Until then however, it's a pain. But Apple are right in saying this is where things are heading.


----------



## editor (Sep 8, 2017)

beesonthewhatnow said:


> In a few years time we won't have any wired headphones with our smartphones, they'll all be wireless, it's inevitable..


All headphones will be wireless "in a few years?" Nah. No fucking chance. Not everyone can afford - or wants - expensive earphones with a shit battery life, and there'll still be plenty of amps, audio gear and DJ equipment with headphone sockets about.


----------



## beesonthewhatnow (Sep 8, 2017)

editor said:


> All headphones will be wireless "in a few years?" Nah. No fucking chance. Not everyone can afford - or wants - expensive earphones with a shit battery life, and there'll still be plenty of amps, audio gear and DJ equipment with headphone sockets about.


The ones that come with your phone will be. Which for the vast majority of people will be all they need.


----------



## editor (Sep 8, 2017)

beesonthewhatnow said:


> The ones that come with your phone will be. Which for the vast majority of people will be all they need.

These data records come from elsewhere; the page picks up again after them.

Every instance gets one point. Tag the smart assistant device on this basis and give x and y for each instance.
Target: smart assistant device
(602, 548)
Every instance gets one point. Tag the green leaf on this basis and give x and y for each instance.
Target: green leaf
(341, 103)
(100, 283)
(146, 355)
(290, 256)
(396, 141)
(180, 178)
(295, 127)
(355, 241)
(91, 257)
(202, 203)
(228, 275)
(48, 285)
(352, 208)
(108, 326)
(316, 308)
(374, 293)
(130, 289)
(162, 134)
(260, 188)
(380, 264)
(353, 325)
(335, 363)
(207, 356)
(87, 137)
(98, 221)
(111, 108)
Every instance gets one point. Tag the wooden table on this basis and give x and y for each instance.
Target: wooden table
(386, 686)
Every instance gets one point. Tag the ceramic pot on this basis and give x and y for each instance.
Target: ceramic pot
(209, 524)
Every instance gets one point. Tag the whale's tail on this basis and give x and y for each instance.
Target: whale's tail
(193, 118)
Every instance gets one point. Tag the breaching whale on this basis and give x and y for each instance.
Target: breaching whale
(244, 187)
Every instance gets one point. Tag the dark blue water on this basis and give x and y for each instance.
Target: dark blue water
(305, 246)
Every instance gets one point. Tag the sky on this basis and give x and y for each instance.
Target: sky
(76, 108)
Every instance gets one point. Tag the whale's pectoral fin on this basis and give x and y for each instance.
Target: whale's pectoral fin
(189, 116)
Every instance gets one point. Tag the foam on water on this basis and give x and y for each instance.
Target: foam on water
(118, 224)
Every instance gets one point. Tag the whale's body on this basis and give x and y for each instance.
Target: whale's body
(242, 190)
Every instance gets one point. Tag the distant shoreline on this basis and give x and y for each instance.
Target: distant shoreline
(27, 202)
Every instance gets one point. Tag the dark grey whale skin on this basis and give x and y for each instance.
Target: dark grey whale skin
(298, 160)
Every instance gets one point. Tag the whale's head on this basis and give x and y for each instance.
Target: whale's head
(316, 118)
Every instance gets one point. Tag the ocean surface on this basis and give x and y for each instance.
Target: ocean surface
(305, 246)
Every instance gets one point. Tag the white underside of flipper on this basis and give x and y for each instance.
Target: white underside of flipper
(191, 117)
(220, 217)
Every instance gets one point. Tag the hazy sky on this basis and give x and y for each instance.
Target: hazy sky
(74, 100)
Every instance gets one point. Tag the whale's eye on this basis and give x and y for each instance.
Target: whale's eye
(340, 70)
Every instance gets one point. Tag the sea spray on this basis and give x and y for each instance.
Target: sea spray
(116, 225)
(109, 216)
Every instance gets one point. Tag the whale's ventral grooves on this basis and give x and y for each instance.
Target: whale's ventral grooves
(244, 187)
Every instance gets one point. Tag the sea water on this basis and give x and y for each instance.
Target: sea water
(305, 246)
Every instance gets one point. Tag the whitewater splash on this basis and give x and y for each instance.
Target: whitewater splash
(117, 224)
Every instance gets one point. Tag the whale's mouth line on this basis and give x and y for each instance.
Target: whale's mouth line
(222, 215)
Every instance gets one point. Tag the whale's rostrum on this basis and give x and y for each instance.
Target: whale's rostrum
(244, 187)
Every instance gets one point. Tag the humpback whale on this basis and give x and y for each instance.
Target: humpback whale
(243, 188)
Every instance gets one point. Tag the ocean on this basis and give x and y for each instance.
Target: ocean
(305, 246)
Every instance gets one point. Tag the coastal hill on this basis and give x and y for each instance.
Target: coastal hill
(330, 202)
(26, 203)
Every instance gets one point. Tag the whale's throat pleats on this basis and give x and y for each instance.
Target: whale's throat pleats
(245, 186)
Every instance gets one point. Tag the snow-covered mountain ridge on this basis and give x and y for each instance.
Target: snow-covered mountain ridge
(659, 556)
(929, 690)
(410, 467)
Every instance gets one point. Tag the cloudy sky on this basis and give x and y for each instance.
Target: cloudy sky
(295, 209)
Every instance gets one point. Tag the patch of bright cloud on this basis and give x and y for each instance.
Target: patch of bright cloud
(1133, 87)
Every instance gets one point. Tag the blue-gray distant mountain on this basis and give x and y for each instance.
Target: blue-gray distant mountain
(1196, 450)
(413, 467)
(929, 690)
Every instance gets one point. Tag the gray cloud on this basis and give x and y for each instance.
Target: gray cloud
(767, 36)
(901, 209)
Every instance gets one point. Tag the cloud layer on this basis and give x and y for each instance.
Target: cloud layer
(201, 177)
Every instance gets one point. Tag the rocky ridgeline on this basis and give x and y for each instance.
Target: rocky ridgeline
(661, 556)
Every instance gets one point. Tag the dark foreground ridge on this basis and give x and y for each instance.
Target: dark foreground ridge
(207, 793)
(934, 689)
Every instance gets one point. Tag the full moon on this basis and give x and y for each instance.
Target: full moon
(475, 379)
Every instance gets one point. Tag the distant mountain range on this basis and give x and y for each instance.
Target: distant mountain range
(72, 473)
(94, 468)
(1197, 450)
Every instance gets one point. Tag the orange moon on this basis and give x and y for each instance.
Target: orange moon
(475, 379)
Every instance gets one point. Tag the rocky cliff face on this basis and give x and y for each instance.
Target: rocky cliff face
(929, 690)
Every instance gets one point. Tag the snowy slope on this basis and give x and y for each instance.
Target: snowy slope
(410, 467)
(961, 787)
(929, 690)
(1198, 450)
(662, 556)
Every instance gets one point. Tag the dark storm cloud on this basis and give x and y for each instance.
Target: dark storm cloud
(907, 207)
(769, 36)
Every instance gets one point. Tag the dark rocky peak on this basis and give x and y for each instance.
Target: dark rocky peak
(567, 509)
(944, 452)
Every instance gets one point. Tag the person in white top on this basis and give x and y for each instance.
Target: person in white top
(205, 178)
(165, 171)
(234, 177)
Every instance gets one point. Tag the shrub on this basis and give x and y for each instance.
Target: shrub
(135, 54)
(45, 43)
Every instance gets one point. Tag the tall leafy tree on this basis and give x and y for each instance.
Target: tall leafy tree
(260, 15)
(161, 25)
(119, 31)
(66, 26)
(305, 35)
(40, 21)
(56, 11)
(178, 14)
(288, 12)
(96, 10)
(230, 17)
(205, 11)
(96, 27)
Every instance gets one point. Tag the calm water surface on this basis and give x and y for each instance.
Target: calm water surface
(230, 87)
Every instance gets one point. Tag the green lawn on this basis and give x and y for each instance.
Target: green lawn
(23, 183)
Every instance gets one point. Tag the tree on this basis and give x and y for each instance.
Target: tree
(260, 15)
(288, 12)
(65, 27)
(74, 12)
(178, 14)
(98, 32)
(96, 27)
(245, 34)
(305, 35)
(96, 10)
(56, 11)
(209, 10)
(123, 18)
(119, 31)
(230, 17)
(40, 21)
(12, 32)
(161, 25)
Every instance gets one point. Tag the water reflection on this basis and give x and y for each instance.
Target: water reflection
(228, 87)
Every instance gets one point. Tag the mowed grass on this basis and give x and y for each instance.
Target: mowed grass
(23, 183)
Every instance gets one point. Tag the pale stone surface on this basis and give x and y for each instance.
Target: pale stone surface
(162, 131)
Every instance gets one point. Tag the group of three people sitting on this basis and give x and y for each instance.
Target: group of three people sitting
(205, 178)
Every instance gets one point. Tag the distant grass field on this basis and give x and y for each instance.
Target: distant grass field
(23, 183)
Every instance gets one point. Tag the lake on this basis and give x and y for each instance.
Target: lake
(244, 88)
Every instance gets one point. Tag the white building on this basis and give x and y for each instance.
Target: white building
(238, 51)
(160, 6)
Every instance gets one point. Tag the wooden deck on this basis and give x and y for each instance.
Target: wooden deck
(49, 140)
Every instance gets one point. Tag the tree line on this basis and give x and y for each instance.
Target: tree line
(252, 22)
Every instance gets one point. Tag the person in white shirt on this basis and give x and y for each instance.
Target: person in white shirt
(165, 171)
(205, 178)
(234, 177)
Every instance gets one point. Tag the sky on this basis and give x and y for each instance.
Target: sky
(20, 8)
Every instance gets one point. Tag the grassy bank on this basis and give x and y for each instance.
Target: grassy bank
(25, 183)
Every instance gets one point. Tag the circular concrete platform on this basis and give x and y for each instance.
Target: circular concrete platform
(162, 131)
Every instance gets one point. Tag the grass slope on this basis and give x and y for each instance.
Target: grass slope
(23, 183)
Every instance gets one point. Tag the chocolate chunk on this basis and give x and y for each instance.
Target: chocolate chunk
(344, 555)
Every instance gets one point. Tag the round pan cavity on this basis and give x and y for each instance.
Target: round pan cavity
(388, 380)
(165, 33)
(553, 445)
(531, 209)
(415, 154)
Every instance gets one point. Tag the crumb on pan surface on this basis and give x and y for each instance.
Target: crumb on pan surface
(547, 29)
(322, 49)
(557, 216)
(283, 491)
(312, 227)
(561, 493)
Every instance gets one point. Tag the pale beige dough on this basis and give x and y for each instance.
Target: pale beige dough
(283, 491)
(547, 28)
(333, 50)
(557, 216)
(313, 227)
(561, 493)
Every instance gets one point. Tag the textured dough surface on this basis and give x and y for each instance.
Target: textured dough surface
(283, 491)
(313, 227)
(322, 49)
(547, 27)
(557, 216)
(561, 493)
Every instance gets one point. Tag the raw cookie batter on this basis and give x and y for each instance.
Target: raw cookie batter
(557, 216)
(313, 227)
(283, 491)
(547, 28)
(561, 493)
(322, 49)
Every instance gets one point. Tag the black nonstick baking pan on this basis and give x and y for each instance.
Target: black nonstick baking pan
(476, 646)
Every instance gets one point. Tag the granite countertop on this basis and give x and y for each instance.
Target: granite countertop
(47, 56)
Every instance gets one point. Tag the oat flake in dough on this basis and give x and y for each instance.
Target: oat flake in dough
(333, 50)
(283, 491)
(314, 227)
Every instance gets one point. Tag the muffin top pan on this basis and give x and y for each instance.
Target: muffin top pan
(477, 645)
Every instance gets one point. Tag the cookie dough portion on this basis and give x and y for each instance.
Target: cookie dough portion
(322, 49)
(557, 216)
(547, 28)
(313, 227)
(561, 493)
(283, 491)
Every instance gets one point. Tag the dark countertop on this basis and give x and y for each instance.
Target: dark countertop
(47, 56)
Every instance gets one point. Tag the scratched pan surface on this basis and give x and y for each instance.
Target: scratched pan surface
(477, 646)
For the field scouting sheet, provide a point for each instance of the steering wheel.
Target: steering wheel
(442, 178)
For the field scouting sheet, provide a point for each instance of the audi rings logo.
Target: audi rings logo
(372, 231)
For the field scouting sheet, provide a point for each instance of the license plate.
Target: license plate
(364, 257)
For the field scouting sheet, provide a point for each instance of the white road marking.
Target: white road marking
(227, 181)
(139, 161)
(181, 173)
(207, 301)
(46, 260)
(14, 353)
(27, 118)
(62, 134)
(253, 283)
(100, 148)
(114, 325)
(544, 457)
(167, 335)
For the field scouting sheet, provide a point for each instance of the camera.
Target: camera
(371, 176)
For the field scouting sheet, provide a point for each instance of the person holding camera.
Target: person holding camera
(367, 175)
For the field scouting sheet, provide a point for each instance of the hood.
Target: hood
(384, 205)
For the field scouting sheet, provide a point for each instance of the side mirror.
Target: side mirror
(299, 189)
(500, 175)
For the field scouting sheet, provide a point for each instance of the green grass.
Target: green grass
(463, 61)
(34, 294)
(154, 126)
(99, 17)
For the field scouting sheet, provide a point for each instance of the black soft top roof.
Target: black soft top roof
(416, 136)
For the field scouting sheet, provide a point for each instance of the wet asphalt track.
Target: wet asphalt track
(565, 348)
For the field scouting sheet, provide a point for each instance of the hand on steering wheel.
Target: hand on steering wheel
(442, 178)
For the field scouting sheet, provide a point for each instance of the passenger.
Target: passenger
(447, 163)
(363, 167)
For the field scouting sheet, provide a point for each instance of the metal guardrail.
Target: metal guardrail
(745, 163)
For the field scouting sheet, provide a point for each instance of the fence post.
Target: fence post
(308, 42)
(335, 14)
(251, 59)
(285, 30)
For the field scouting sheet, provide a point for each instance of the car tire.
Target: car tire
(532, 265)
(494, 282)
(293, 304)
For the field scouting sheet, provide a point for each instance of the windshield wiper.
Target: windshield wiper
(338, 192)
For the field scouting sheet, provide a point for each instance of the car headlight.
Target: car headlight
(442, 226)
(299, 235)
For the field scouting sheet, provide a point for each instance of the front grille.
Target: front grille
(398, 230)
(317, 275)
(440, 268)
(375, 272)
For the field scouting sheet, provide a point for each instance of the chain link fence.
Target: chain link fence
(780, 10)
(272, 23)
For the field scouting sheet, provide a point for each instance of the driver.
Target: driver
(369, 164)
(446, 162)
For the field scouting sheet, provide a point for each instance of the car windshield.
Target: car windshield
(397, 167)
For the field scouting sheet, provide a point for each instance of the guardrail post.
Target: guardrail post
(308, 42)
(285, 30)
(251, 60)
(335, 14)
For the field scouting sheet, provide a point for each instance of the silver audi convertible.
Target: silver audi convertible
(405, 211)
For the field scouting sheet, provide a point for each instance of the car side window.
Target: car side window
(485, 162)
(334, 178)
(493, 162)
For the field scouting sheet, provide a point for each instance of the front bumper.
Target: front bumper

I sincerely hope not. Hopefully Android will continue to offer more choice and I have NEVER stuck with the headphones that come with my phone because they're always shit.

Even the Apple co-founder isn't too keen:


> “I would not use Bluetooth,” Apple co-founder Steve Wozniak declared in August. “I don’t like wireless. I have cars where you can plug in the music, or go through Bluetooth, and Bluetooth just sounds so flat for the same music.” From the tech press to alt-weeklies, qualms about Bluetooth audio quality seem to be hardening into conventional wisdom.
> Does Bluetooth Really Sound Worse? | Pitchfork





> If you listen to song you know well side-by-side on Bluetooth versus a properly wired setup, you’ll notice an unmistakable drop in quality, Greco and other experts tell me. “You don’t have to be an audiophile to hear the difference,” he says. Anyone who has heard a classic record at a high-end audio store and who also uses a Bluetooth device can probably recognize this as true.


----------



## cybershot (Sep 8, 2017)

Bluetooth headphones arn't expensive thou are they, I've just gone onto Amazon and there's plenty for £20 or less. My hearing is shite so I doubt I'd even notice the difference between a £20 pair and a £90 pair, but appreciate the audiophiles will, and yes it's inevitable, like batteries that can't be replaced all vendors will eventually follow suit.


----------



## Saul Goodman (Sep 8, 2017)

editor said:


> It really is a step backwards. On long train journeys I'm often charging and listening to music. Not being able to do that would be fucking annoying.


It's almost as if the guys in the Apple think tank are sat around an apple-shaped table, with a single goal, and that goal is to see how far they can push their fanboys and how much shit they can give them whilst still retaining their custom.
I think they're doing an amazing job


----------



## Saul Goodman (Sep 8, 2017)

beesonthewhatnow said:


> In a few years time we won't have any wired headphones with our smartphones, they'll all be wireless, it's inevitable. They'll be cheap and work fine with long battery life.
> 
> Until then however, it's a pain. But Apple are right in saying this is where things are heading.


Not a chance. Nobody in their right mind (non Apple users ) will put up with this.
No doubt bluetooth headphones are here to stay, but they're shit, and most people don't want them. They'll end up hidden at the back of peoples drawers, along with their smart watches and sandwich toasters.


----------



## editor (Sep 8, 2017)

cybershot said:


> Bluetooth headphones arn't expensive thou are they, I've just gone onto Amazon and there's plenty for £20 or less. .


And those £20 Bluetooth headphones will sound like a crock of shit compared to a decent wired pair of £20 earphones. But, as you say, if your hearing is fucked then it makes no odds apart from the ease in which you can lose those separate wireless earpads.


----------